This early oil painting is based on a scene that the artist sketched in Tralee, Co. Kerry in the summer of 1913 (Sketchbook 180, Yeats Archive, National Gallery of Ireland). A man is resting on a line of barrels outside a public house. His crutches are balanced carefully, and he reclines with his head on his hand in a conventional melancholy pose. Two men stand in the doorway of the pub, deep in conversation and oblivious to the figure. They carry walking sticks and are dressed in smart jackets and hats, indicating from other such figures in Yeats’s work that they are farmers in town on business. Their attire contrasts with that of the crippled man whose trousers are patched in pale blue fabric. The street is empty and the buildings cast deep shadows across the side street to the right. The activity inside in the pub is obscured by the screens across its windows but the large advertisements and colourful sporting prints hint at the conversation that might be heard in its interior. The circus, sports and a race meeting are advertised.

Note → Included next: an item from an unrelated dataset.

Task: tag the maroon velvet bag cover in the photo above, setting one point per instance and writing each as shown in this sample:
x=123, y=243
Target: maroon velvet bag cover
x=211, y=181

The painting presents a positive image of life in an Irish country town, even romanticizing the figure of the crippled man. While he rests, activity surrounds him, even the barrels on which he lies refer to commerce and industry. The composition is built up in strong geometric formations. The rectangular doorways and window frames of the buildings and pavements contrast with the rounded forms of the barrels and the undulating figure of the reclining man. The rough surface of the street is conveyed through the irregular application of paint, reminiscent of the great realist paintings of the 19th century. Pale blue and grey tones dominate the palette. These are dramatically contrasted in certain parts by intense reds such as those found in the metal rims of the barrels reflecting back sunlight, and in the window of the shop in the alleyway.
Yeats was intensely interested in depicting different social types in his work of these years. He produced a series of oil paintings as illustrations for George Birmingham’s Irishmen All, in 1913, which comprised of depictions of the principal characters to be found in the West of Ireland. Unlike more conventional and clichéd images of Irish life, A Summer Day presents the figures as individuals and balances humour with an empathetic quality that was recognized as a distinctive contribution of Yeats’s representation of Irish life. Hilary Pyle connects this concern with the plight of ordinary Irishmen and women, as seen in this work, to other well-known paintings such as Bachelor’s Walk, In Memory (1915, National Gallery of Ireland) (H. Pyle, Jack B. Yeats. A Biography, London, 1970, p. 117). Social inequality reached a low point in Ireland in 1913 with the Dublin Lockout but Yeats had already witnessed it on his visits to the Congested Districts Board regions of Galway and Mayo in 1905. While acknowledging poverty in his work, Yeats offsets its negative effects by focusing on sympathetic individuals who are presented as an intrinsic part of the community in which they exist. In A Summer Day he presents the vagrant as stoic and philosophical as he lies in the sunlight, taking in the chatter and goings on of the town.